Search code examples
word2vec

word2vec guesing word embeddings


can word2vec be used for guessing words with just context? having trained the model with a large data set e.g. Google news how can I use word2vec to predict a similar word with only context e.g. with input ", who dominated chess for more than 15 years, will compete against nine top players in St Louis, Missouri." The output should be Kasparov or maybe Carlsen.

I'ven seen only the similarity apis but I can't make sense how to use them for this? is this not how word2vec was intented to use?


Solution

  • It is not the intended use of word2vec. The word2vec algorithm internally tries to predict exact words, using surrounding words, as a roundabout way to learn useful vectors for those surrounding words.
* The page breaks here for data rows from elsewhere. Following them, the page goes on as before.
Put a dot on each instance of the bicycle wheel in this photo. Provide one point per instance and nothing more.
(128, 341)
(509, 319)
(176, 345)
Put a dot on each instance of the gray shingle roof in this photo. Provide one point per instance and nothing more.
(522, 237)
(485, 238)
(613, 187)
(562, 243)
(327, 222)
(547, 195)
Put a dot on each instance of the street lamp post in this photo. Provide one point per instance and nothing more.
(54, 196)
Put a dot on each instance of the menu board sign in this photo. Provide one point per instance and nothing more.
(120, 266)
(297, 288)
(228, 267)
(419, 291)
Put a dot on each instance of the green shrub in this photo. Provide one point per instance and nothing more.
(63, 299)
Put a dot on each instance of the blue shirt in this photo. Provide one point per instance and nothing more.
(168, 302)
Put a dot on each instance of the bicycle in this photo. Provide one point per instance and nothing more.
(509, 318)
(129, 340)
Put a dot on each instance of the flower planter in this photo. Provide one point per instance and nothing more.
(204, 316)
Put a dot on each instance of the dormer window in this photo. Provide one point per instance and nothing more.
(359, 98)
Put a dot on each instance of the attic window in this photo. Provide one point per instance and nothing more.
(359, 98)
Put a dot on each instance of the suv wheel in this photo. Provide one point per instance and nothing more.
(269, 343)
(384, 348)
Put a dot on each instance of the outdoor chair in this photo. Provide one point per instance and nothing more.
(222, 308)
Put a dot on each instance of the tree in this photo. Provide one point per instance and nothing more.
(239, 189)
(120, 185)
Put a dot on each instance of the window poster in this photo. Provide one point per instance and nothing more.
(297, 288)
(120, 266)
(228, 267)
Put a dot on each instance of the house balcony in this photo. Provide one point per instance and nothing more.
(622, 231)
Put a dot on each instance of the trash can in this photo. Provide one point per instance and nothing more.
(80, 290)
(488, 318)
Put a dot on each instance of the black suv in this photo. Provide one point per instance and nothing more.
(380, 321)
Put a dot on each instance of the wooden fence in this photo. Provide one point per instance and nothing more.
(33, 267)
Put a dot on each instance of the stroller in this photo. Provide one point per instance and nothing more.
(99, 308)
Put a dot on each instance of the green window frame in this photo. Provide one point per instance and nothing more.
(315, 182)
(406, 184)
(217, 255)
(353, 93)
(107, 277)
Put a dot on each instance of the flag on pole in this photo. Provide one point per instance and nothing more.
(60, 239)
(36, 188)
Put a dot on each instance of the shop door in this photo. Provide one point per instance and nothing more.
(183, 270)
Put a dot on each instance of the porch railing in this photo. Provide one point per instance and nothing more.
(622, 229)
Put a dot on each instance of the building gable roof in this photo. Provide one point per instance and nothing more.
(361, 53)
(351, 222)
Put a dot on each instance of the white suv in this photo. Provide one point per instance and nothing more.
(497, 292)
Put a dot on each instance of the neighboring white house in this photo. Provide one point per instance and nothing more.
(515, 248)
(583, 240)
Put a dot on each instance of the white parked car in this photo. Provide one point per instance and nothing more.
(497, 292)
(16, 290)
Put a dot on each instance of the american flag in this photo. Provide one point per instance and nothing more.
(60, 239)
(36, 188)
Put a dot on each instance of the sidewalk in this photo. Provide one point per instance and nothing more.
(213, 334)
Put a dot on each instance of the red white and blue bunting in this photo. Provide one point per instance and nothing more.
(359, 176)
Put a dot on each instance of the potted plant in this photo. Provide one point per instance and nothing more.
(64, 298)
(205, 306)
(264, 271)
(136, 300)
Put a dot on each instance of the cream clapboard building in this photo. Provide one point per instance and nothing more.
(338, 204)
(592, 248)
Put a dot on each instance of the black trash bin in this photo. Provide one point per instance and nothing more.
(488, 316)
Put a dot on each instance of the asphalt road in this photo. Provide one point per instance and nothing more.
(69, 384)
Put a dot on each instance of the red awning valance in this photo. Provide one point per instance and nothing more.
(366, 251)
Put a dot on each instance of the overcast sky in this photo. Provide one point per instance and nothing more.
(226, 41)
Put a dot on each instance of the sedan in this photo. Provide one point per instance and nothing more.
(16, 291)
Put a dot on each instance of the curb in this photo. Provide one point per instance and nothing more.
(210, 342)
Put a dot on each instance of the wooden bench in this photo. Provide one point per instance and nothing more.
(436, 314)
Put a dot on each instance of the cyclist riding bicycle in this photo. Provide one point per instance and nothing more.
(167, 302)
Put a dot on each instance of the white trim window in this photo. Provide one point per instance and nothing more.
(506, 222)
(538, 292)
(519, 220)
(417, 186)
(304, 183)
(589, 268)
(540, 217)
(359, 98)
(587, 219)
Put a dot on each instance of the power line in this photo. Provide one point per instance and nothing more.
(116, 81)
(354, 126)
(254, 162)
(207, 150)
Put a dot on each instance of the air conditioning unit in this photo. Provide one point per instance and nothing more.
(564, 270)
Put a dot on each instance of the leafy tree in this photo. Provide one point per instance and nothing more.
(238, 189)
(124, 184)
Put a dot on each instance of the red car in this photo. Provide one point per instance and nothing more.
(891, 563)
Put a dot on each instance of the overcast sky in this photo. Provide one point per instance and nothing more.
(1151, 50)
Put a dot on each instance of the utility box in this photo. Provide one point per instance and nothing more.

    But even so, it's not forming exact predictions during training. It's just looking at a single narrow training example – context words and target word – and performing a very simple comparison and internal nudge to make its conformance to that one example slightly better. Over time, that self-adjusts towards useful vectors – even if the predictions remain of wildly-varying quality.

    Most word2vec libraries don't offer a direct interface for showing ranked predictions, given context words. The Python gensim library, for the last few versions (as of current version 2.2.0 in July 2017), has offered a predict_output_word() method that roughly shows what the model would predict, given context-words, for some training modes. See:

    https://radimrehurek.com/gensim/models/word2vec.html#gensim.models.word2vec.Word2Vec.predict_output_word

    However, considering your fill-in-the-blank query (also called a 'cloze deletion' in related education or machine-learning contexts):

    _____, who dominated chess for more than 15 years, will compete against nine top players in St Louis, Missouri
    

    A vanilla word2vec model is unlikely to get that right. It has little sense of the relative importance of words (except when some words are more narrowly predictive of others). It has no sense of grammar/ordering, or or of the compositional-meaning of connected-phrases (like 'dominated chess' as opposed to the separate words 'dominated' and 'chess'). Even though words describing the same sorts of things are usually near each other, it doesn't know categories to be able to determine that the blank must be a 'person' and a 'chess player', and the fuzzy-similarities of word2vec don't guarantee words-of-a-class will necessarily all be nearer-each-other than other words.

    There has been a bunch of work to train word/concept vectors (aka 'dense embeddings') to be better at helping at such question-answering tasks. A random example might be "Creating Causal Embeddings for Question Answering with Minimal Supervision" but queries like [word2vec question answering] or [embeddings for question answering] will find lots more. I don't know of easy out-of-the-box libraries for doing this, with or without a core of word2vec, though.